Fats are found in both animal and plant foods. They are classified as saturated, polyunsaturated, or monounsaturated, depending on the major fatty acid they contain. These various types of fatty acids have different chemical structures and therefore different effects on the body. Saturated fatty acids are the major fatty acids in animal fats (meat, poultry, milk, eggs) and tropical oils (palm, palm kernel, coconut). Saturated fats are generally solid at room temperature. Polyunsaturated and monounsaturated fats are found in vegetable oils such as canola, peanut, olive, safflower, sunflower, corn, and soybean. They also are the main fats in fish, nuts, seeds, olives, and avocados. Polyunsaturated and monounsaturated fats tend to be liquid at room temperature.

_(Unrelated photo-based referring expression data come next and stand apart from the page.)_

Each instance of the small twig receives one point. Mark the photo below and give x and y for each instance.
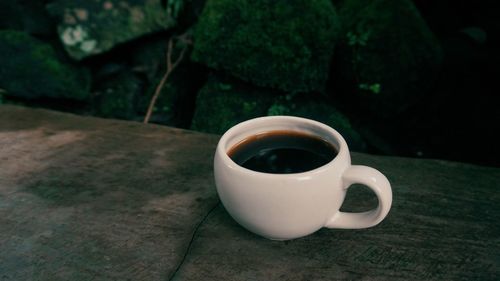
(170, 67)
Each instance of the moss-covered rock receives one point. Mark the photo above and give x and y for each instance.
(388, 57)
(28, 16)
(222, 103)
(30, 69)
(175, 104)
(282, 44)
(116, 96)
(91, 27)
(320, 110)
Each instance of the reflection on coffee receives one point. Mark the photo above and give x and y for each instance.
(282, 152)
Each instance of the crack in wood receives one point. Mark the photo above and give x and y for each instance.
(192, 241)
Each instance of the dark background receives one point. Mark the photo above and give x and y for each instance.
(455, 117)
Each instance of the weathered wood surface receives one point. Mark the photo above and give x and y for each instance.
(92, 199)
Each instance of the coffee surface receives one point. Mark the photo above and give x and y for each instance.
(282, 152)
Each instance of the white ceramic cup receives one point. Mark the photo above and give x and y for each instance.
(288, 206)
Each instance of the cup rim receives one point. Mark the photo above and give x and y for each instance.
(222, 146)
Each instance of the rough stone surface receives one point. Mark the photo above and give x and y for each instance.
(31, 69)
(88, 198)
(282, 44)
(28, 16)
(116, 96)
(320, 110)
(91, 27)
(388, 57)
(92, 199)
(224, 102)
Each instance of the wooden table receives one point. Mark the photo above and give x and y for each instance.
(83, 198)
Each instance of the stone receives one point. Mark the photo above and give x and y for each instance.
(224, 102)
(88, 28)
(27, 16)
(176, 102)
(117, 95)
(319, 109)
(31, 69)
(287, 45)
(388, 58)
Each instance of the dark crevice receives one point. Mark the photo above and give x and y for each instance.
(192, 241)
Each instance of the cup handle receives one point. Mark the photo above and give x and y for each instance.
(377, 182)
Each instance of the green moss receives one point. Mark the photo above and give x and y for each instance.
(218, 110)
(287, 45)
(318, 109)
(31, 69)
(388, 54)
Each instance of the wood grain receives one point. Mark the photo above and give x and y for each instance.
(444, 225)
(94, 199)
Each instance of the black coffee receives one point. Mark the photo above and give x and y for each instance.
(282, 152)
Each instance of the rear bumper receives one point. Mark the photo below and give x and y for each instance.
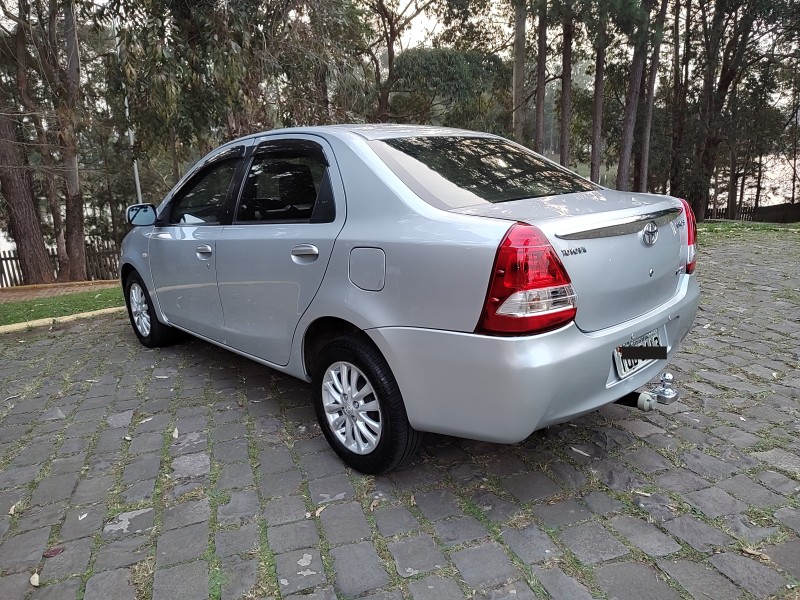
(502, 389)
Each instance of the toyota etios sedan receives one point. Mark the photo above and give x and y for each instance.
(421, 278)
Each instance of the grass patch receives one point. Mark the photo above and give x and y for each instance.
(59, 306)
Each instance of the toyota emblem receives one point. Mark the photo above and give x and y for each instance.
(650, 233)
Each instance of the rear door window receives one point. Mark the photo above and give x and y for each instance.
(455, 172)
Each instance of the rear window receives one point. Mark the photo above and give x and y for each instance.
(455, 172)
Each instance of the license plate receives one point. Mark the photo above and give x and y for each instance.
(629, 366)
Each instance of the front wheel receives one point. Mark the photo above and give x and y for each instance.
(150, 331)
(359, 407)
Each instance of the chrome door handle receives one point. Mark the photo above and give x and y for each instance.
(305, 250)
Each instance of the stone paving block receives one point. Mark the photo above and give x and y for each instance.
(108, 585)
(633, 581)
(54, 488)
(246, 539)
(787, 556)
(417, 554)
(236, 475)
(241, 576)
(72, 561)
(700, 580)
(344, 523)
(778, 482)
(321, 464)
(144, 466)
(23, 551)
(330, 489)
(485, 566)
(293, 536)
(186, 513)
(707, 466)
(714, 502)
(700, 536)
(358, 569)
(285, 483)
(121, 553)
(602, 504)
(562, 513)
(299, 570)
(435, 588)
(14, 587)
(530, 544)
(462, 529)
(64, 590)
(241, 508)
(645, 536)
(181, 545)
(191, 465)
(184, 582)
(41, 516)
(789, 517)
(758, 579)
(394, 520)
(751, 492)
(531, 486)
(438, 504)
(592, 543)
(129, 523)
(275, 460)
(561, 586)
(286, 510)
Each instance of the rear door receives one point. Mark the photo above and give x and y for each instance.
(272, 258)
(182, 248)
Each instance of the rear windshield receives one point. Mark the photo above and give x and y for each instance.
(455, 172)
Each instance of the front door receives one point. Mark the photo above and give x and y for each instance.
(183, 250)
(271, 259)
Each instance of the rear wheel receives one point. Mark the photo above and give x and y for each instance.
(359, 407)
(150, 331)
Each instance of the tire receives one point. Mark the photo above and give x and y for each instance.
(150, 331)
(346, 424)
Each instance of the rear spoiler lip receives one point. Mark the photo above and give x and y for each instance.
(622, 226)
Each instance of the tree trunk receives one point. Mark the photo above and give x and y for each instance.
(23, 218)
(597, 105)
(644, 163)
(566, 88)
(518, 96)
(76, 243)
(541, 72)
(632, 102)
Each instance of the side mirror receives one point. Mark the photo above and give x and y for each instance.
(141, 214)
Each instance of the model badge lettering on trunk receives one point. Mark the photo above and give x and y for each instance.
(650, 233)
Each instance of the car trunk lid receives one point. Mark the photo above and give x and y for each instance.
(623, 252)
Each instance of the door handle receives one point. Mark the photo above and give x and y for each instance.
(305, 250)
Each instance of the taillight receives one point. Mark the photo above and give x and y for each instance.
(529, 291)
(691, 237)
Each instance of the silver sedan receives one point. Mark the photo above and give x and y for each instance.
(421, 278)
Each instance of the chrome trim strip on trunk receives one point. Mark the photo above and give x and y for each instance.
(622, 226)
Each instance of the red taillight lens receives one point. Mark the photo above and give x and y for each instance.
(691, 237)
(529, 291)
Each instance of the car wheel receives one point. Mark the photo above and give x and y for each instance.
(359, 407)
(150, 331)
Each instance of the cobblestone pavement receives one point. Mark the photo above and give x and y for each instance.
(192, 473)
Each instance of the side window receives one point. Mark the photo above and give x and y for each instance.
(203, 199)
(287, 183)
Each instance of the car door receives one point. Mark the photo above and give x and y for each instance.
(272, 258)
(183, 245)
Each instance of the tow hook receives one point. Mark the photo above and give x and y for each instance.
(663, 394)
(647, 400)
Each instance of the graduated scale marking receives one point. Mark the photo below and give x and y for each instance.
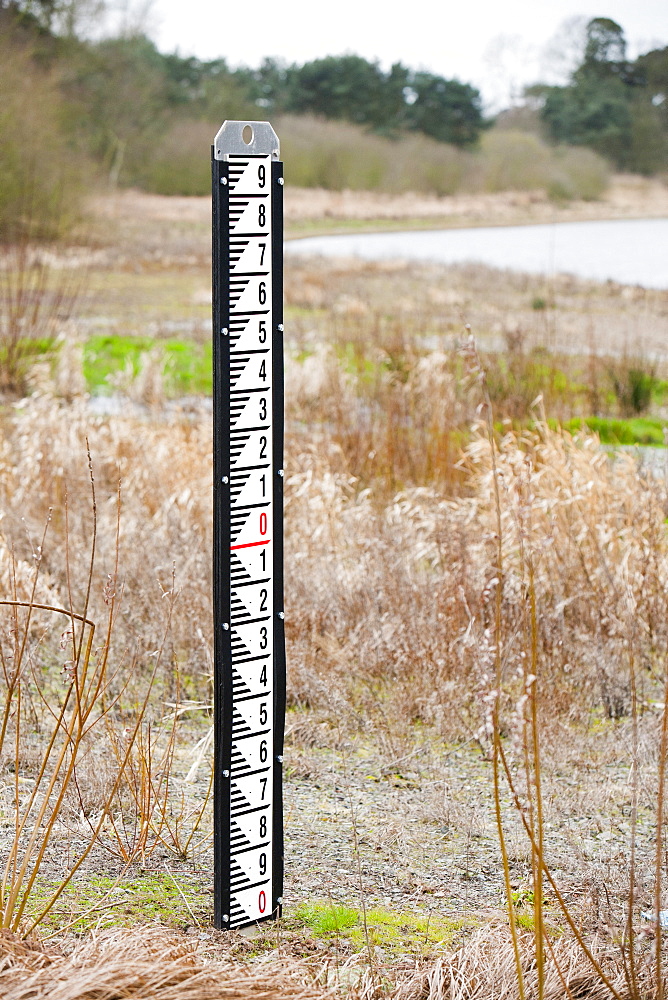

Another type of fat is trans fat or trans-fatty acids. While some trans fat occurs naturally in food, it is primarily a manufactured fat, created when hydrogen is added to liquid fat (such as vegetable oil) to make solid fat (such as margarine). The addition of hydrogen to liquid fats is called hydrogenation. Manufacturers use hydrogenated fats in products to increase their shelf life. Trans fat is found in any food whose ingredients include partially hydrogenated vegetable oil; such foods may include margarine, vegetable shortening, and snack foods (crackers, cookies, potato chips). Since January 1, 2006, the Food and Drug Administration has required that trans fat be included on the Nutrition Facts label.

Science Class

On some processed food products, the Nutrition Facts label lists the trans fat content as 0, even though the list of ingredients includes hydrogenated oil. How can this apparently contradictory information be true? Under FDA regulations, a manufacturer may state on the label that a product contains 0 grams of trans fat as long as the product contains less than 0.5 gram of trans fat per product serving.

Dietary Guidelines for Americans, 2005 recommends that fat intake be kept at 20 to 35 percent of calories. Less than 10 percent of calories should come from saturated fat, and intake of trans fat should be kept as low as possible. The American Heart Association has slightly stricter recommendations, suggesting that saturated-fat intake should be less than 7 percent of calories, and trans fat less than 1 percent of calories.